If you are not a lawyer, it is likely that you are unfamiliar with what the legal term preemption means, and it is certainly understandable if you don’t.
If, conversely, you find yourself in a legal dispute in which that concept is at the core, you’ll understand it soon enough.
That is certainly true of a Virginia widow, who has found herself front and center in a property division issue that is now before the United States Supreme Court, a development she surely couldn’t have contemplated in her wildest dreams when she married her now-deceased husband.
Her spouse, a federal worker, divorced his first wife four years prior to remarrying. His federal life insurance policy named the former wife as beneficiary, something he neglected to change following his second marriage.
That has turned out to be a problem. When he died, his ex-spouse was entitled to collect under the policy’s guidelines. The widow sued in a Virginia court, which ruled in her favor based on a state law presumption that a policy holder naturally prefers a current family member to collect the proceeds. If the holder doesn’t want that to be the case, he or she can make a redesignation following a divorce.
Her spouse never did that, having seemingly forgotten to do so.

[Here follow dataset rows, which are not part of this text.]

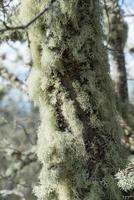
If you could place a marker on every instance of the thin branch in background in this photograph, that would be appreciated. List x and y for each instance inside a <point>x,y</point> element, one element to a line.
<point>4,73</point>
<point>23,27</point>
<point>129,15</point>
<point>109,28</point>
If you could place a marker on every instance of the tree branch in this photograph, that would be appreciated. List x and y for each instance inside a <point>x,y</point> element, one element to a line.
<point>23,27</point>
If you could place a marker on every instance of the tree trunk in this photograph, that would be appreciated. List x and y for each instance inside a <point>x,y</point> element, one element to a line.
<point>78,139</point>
<point>117,40</point>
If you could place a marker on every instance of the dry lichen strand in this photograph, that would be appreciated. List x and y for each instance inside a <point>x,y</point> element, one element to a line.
<point>67,50</point>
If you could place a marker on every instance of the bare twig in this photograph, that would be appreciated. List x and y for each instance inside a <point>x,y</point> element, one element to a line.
<point>23,27</point>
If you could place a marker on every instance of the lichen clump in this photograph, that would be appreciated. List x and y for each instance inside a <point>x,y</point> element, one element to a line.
<point>68,83</point>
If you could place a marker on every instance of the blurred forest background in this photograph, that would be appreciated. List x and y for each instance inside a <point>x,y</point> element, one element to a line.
<point>19,118</point>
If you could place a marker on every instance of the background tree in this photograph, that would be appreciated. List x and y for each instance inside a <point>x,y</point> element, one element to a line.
<point>117,37</point>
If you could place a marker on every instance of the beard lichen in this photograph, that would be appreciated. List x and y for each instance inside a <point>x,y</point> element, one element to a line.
<point>71,86</point>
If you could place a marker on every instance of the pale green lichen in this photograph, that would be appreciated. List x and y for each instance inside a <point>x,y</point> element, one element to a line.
<point>68,83</point>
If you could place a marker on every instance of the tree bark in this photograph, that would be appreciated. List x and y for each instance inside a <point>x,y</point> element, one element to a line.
<point>78,139</point>
<point>117,39</point>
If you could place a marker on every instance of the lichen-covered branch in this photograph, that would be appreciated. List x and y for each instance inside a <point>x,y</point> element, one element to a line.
<point>78,138</point>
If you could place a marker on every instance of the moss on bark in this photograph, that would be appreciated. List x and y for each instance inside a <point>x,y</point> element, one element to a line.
<point>78,139</point>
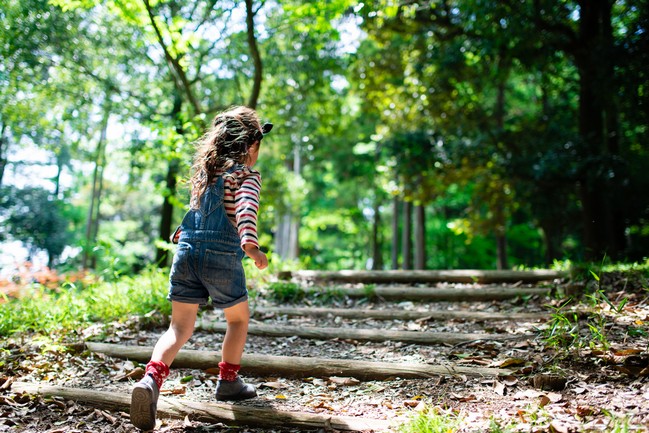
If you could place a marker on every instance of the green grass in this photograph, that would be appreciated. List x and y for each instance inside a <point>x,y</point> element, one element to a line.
<point>69,308</point>
<point>432,420</point>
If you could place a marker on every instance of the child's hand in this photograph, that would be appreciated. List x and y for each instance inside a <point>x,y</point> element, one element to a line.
<point>260,259</point>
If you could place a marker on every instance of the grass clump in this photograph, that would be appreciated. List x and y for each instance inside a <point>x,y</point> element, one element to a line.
<point>432,420</point>
<point>72,306</point>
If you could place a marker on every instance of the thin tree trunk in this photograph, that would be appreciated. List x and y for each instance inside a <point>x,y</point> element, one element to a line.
<point>92,224</point>
<point>420,236</point>
<point>396,212</point>
<point>4,145</point>
<point>501,247</point>
<point>166,213</point>
<point>377,258</point>
<point>254,52</point>
<point>406,240</point>
<point>603,227</point>
<point>287,239</point>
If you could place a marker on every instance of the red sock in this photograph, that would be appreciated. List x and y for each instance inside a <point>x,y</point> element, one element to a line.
<point>228,371</point>
<point>158,370</point>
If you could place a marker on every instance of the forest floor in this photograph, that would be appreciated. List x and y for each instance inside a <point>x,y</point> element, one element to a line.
<point>602,358</point>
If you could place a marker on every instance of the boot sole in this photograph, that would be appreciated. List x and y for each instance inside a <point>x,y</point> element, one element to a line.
<point>237,397</point>
<point>142,409</point>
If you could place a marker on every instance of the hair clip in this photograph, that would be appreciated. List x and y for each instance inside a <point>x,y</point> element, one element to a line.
<point>265,129</point>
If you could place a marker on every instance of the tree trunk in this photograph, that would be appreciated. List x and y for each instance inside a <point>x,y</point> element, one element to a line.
<point>166,212</point>
<point>377,257</point>
<point>501,247</point>
<point>92,220</point>
<point>206,411</point>
<point>394,314</point>
<point>287,238</point>
<point>167,209</point>
<point>396,206</point>
<point>406,240</point>
<point>420,236</point>
<point>291,366</point>
<point>4,151</point>
<point>254,53</point>
<point>603,226</point>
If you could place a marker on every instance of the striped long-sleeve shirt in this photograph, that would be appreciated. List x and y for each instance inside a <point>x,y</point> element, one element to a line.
<point>242,187</point>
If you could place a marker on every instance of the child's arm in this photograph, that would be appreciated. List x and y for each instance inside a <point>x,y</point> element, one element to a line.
<point>261,261</point>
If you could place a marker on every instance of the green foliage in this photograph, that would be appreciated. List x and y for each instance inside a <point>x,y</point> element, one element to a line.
<point>432,420</point>
<point>37,218</point>
<point>463,109</point>
<point>64,312</point>
<point>285,292</point>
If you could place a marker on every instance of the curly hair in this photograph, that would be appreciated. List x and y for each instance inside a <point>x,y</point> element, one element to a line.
<point>224,145</point>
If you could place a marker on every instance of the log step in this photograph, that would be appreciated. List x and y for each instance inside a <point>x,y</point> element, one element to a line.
<point>292,366</point>
<point>207,412</point>
<point>413,337</point>
<point>427,276</point>
<point>438,294</point>
<point>394,314</point>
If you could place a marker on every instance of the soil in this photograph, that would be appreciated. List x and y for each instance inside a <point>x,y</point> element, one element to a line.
<point>598,383</point>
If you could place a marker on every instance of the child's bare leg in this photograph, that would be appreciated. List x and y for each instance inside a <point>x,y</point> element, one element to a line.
<point>230,386</point>
<point>237,317</point>
<point>144,398</point>
<point>183,318</point>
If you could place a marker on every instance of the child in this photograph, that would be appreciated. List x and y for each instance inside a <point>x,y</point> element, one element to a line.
<point>219,228</point>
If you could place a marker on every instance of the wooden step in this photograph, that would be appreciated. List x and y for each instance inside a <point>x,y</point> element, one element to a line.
<point>380,335</point>
<point>293,366</point>
<point>427,276</point>
<point>207,412</point>
<point>394,314</point>
<point>438,294</point>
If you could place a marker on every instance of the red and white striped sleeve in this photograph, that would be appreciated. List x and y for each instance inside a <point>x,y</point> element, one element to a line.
<point>246,202</point>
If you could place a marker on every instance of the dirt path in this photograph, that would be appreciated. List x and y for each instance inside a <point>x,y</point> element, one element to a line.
<point>600,390</point>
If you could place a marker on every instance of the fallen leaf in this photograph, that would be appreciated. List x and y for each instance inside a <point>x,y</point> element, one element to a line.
<point>558,427</point>
<point>508,362</point>
<point>344,380</point>
<point>583,411</point>
<point>274,385</point>
<point>544,401</point>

That brought a response from wife number one, who took the matter to the state’s Supreme Court. That Court reversed, finding that federal law on federal insurance programs preempts state law.
And now the battle continues, with the case before the U.S. Supreme Court, which will rule on the preemption issue. The widow argues that state law applies in the realm of domestic relations.
The proceeds amounted to about $125,000.